San Antonio del Táchira registra alza inédita en tarifas aéreas por saturación de pasajeros

Las aerolíneas que operan en la región han ajustado sus tarifas en cuestión de días

El aeropuerto internacional Cipriano Castro, en San Antonio del Táchira, se ha convertido en uno de los puntos más concurridos del país tras la suspensión de los vuelos internacionales desde y hacia Venezuela. El incremento abrupto del flujo de usuarios ha provocado una variación significativa en los precios de los boletos, generando malestar entre viajeros habituales y dejando en evidencia el impacto que la alta demanda puede ejercer sobre la dinámica aérea en zonas fronterizas.

Las aerolíneas que operan en la región han ajustado sus tarifas en cuestión de días, y el aumento de frecuencias aún no logra aliviar la presión sobre un terminal que hoy funciona al límite de su capacidad.

De tarifas estables a precios casi duplicados

Hasta antes del 24 de noviembre, los boletos en el aeropuerto de San Antonio del Táchira se mantenían dentro de un rango moderado: entre 95 y 125 dólares, una tarifa relativamente accesible para quienes utilizaban esta ruta con frecuencia. Sin embargo, el repunte del movimiento de pasajeros tras la suspensión de vuelos internacionales desencadenó un alza inmediata. En la actualidad, los precios oscilan entre 150 y 225 dólares, un salto que muchos describen como un golpe directo al bolsillo.

Los usuarios consultados expresan su frustración. Para ellos, la subida no corresponde a un servicio mejorado, sino a una presión económica asociada al cuello de botella que se ha generado en la frontera. “Son precios altos en comparación a los que veníamos manejando en el aeropuerto de San Antonio”, lamentó un viajero frecuente, quien pidió que las aerolíneas reconsideren sus tarifas ante la evidente vulnerabilidad de los pasajeros que dependen de esta ruta.

Una brecha más amplia frente a otros aeropuertos del país

La comparación con otros terminales venezolanos ha intensificado el reclamo.

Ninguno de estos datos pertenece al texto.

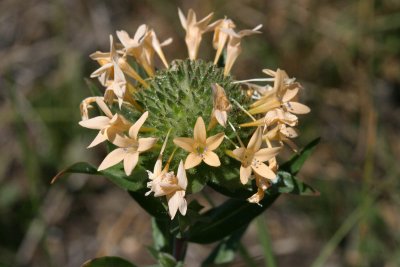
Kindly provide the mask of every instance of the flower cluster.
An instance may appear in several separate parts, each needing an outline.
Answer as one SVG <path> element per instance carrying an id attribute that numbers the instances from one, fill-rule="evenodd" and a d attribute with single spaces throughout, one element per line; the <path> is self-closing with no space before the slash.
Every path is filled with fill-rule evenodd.
<path id="1" fill-rule="evenodd" d="M 178 14 L 189 59 L 168 62 L 163 47 L 172 39 L 160 42 L 147 25 L 139 26 L 133 37 L 117 31 L 119 43 L 110 36 L 110 51 L 90 56 L 100 65 L 91 77 L 99 80 L 104 95 L 82 101 L 79 124 L 99 130 L 89 147 L 108 141 L 115 148 L 98 170 L 123 161 L 125 174 L 134 180 L 137 165 L 153 169 L 147 171 L 146 195 L 165 196 L 173 219 L 178 210 L 186 214 L 185 196 L 190 181 L 197 179 L 196 170 L 231 168 L 227 162 L 237 160 L 239 184 L 255 181 L 258 190 L 248 201 L 259 203 L 278 179 L 276 157 L 283 145 L 297 151 L 291 140 L 298 135 L 297 115 L 310 111 L 297 102 L 302 87 L 280 69 L 263 70 L 268 78 L 233 79 L 243 38 L 260 33 L 261 25 L 236 31 L 228 18 L 211 22 L 212 13 L 201 20 L 193 10 L 187 16 L 181 10 Z M 211 62 L 198 59 L 207 32 L 214 34 L 216 54 Z M 94 103 L 104 115 L 90 118 Z M 159 140 L 164 140 L 160 150 Z M 139 159 L 142 153 L 146 160 Z M 169 158 L 162 168 L 164 154 Z"/>

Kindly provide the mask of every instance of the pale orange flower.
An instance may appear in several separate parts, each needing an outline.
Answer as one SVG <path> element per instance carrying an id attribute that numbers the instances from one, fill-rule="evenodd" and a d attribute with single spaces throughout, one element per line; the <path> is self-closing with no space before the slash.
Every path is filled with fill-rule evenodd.
<path id="1" fill-rule="evenodd" d="M 193 138 L 176 137 L 175 145 L 190 152 L 185 160 L 185 169 L 199 165 L 202 161 L 214 167 L 221 165 L 218 155 L 213 152 L 224 140 L 224 133 L 219 133 L 207 138 L 206 126 L 203 118 L 198 117 L 194 126 Z"/>
<path id="2" fill-rule="evenodd" d="M 118 148 L 111 151 L 100 164 L 98 171 L 102 171 L 111 166 L 124 161 L 124 170 L 126 175 L 130 175 L 135 168 L 139 154 L 149 150 L 157 142 L 157 138 L 138 138 L 138 133 L 143 123 L 148 117 L 146 111 L 143 115 L 129 128 L 128 136 L 117 135 L 113 140 L 113 144 Z"/>
<path id="3" fill-rule="evenodd" d="M 235 27 L 235 23 L 226 17 L 222 20 L 219 20 L 216 24 L 213 37 L 213 47 L 217 50 L 214 58 L 214 65 L 218 63 L 218 59 L 221 56 L 222 50 L 224 49 L 229 37 L 229 35 L 222 31 L 222 29 L 234 29 Z"/>
<path id="4" fill-rule="evenodd" d="M 213 13 L 208 14 L 200 21 L 197 21 L 196 13 L 194 13 L 193 9 L 189 9 L 187 17 L 183 15 L 179 8 L 178 14 L 182 27 L 186 30 L 185 41 L 189 52 L 189 58 L 195 60 L 197 58 L 197 53 L 199 52 L 203 33 L 210 31 L 215 27 L 215 24 L 208 25 Z"/>
<path id="5" fill-rule="evenodd" d="M 242 30 L 240 32 L 235 32 L 233 29 L 221 29 L 222 32 L 229 35 L 229 41 L 226 50 L 226 62 L 224 75 L 228 75 L 232 69 L 233 63 L 235 63 L 237 57 L 242 52 L 241 41 L 242 38 L 248 35 L 261 33 L 258 30 L 261 29 L 262 25 L 258 25 L 252 30 Z"/>
<path id="6" fill-rule="evenodd" d="M 263 72 L 274 77 L 274 87 L 272 91 L 251 105 L 250 114 L 266 113 L 277 107 L 293 114 L 310 112 L 310 108 L 306 105 L 293 101 L 301 85 L 294 82 L 294 79 L 290 79 L 285 71 L 278 69 L 275 72 L 266 69 Z"/>
<path id="7" fill-rule="evenodd" d="M 96 98 L 96 103 L 106 116 L 97 116 L 79 122 L 82 127 L 100 130 L 88 148 L 94 147 L 105 140 L 113 142 L 117 135 L 127 131 L 132 125 L 122 115 L 118 113 L 113 115 L 101 97 Z"/>
<path id="8" fill-rule="evenodd" d="M 233 150 L 233 155 L 239 160 L 240 166 L 240 181 L 246 184 L 254 171 L 256 174 L 268 178 L 275 179 L 276 174 L 264 163 L 267 160 L 275 157 L 280 147 L 261 148 L 262 132 L 261 128 L 257 128 L 247 145 L 247 148 L 240 147 Z"/>
<path id="9" fill-rule="evenodd" d="M 154 75 L 154 52 L 168 68 L 162 47 L 170 44 L 171 38 L 160 43 L 154 30 L 150 30 L 145 24 L 139 26 L 133 38 L 126 31 L 117 31 L 117 37 L 124 46 L 124 53 L 133 56 L 149 76 Z"/>
<path id="10" fill-rule="evenodd" d="M 154 192 L 155 197 L 167 197 L 171 220 L 174 219 L 178 210 L 182 215 L 185 215 L 187 211 L 185 194 L 188 181 L 182 160 L 179 163 L 176 176 L 174 172 L 166 172 L 165 169 L 161 171 L 161 166 L 156 164 L 154 172 L 149 172 L 149 178 L 152 181 L 147 186 L 151 190 L 146 194 Z"/>
<path id="11" fill-rule="evenodd" d="M 107 81 L 113 79 L 113 60 L 115 61 L 118 58 L 112 35 L 110 35 L 110 52 L 97 51 L 91 54 L 90 58 L 100 64 L 100 68 L 90 74 L 90 78 L 97 77 L 100 83 L 106 86 Z"/>
<path id="12" fill-rule="evenodd" d="M 224 88 L 222 88 L 219 84 L 212 84 L 211 89 L 213 94 L 213 110 L 208 129 L 214 127 L 216 122 L 225 128 L 228 120 L 228 111 L 231 109 L 231 104 L 226 97 Z"/>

En el aeropuerto de Santo Domingo, por ejemplo, un boleto a Caracas con la aerolínea Rutaca cuesta alrededor de 109 dólares, casi la mitad de lo que debe pagarse en el aeropuerto de frontera para la misma fecha. Esa diferencia, que supera los 100 dólares en algunos casos, evidencia que el aumento de precios responde directamente a la presión local sobre la demanda y no a un ajuste generalizado en el mercado aeronáutico nacional.

Para los residentes del Táchira y para quienes cruzan desde Colombia con intención de viajar a Caracas u otros destinos internos, esta situación representa un desafío adicional en un contexto ya marcado por dificultades económicas y complicaciones logísticas habituales en la zona.

Ajuste de frecuencias: una respuesta que no logra contener la demanda

Ante la saturación del terminal, las autoridades del aeropuerto Cipriano Castro anunciaron un incremento en el número de vuelos disponibles. Las operaciones semanales pasaron de 26 a 35, un aumento que incluye cuatro vuelos fijos con Estelar —programados hasta el 18 de enero— y cinco rutas especiales con Rutaca entre el 8 y el 14 de diciembre.

Pese a este esfuerzo, las proyecciones indican que el flujo de pasajeros continuará creciendo. Se estima que solo esta semana el aeropuerto atenderá a cerca de 7.000 viajeros, una cifra que supera los niveles habituales y que evidencia la magnitud del desplazamiento generado por el cierre de rutas internacionales desde Venezuela.

Impacto económico y tensiones en la frontera

El alza de tarifas plantea interrogantes sobre la regulación del mercado aéreo en la frontera y sobre la capacidad operativa del aeropuerto para responder a variaciones repentinas en la demanda. Mientras algunos sectores consideran que los precios reflejan una dinámica natural de oferta y demanda, otros advierten que el incremento podría convertirse en una barrera injusta para quienes deben desplazarse con urgencia o para quienes dependen de este punto de acceso como única alternativa viable.

Además, el aumento del movimiento de pasajeros genera presión sobre los servicios internos del aeropuerto, desde la seguridad hasta la logística en pista, lo que podría repercutir en tiempos de espera más largos y posibles retrasos si no se implementan medidas adicionales.

El aeropuerto internacional Cipriano Castro vive un momento de alta exigencia operativa, con precios elevados, una demanda sin precedentes y un entorno fronterizo profundamente influido por decisiones tomadas fuera de sus límites. Mientras los viajeros esperan una pronta estabilización de tarifas y frecuencias, las aerolíneas y autoridades enfrentan el reto de gestionar un flujo creciente sin profundizar la desigualdad entre terminales del país. El comportamiento del mercado en las próximas semanas determinará si estas variaciones son temporales o si marcan un nuevo patrón en la movilidad aérea de la frontera occidental venezolana.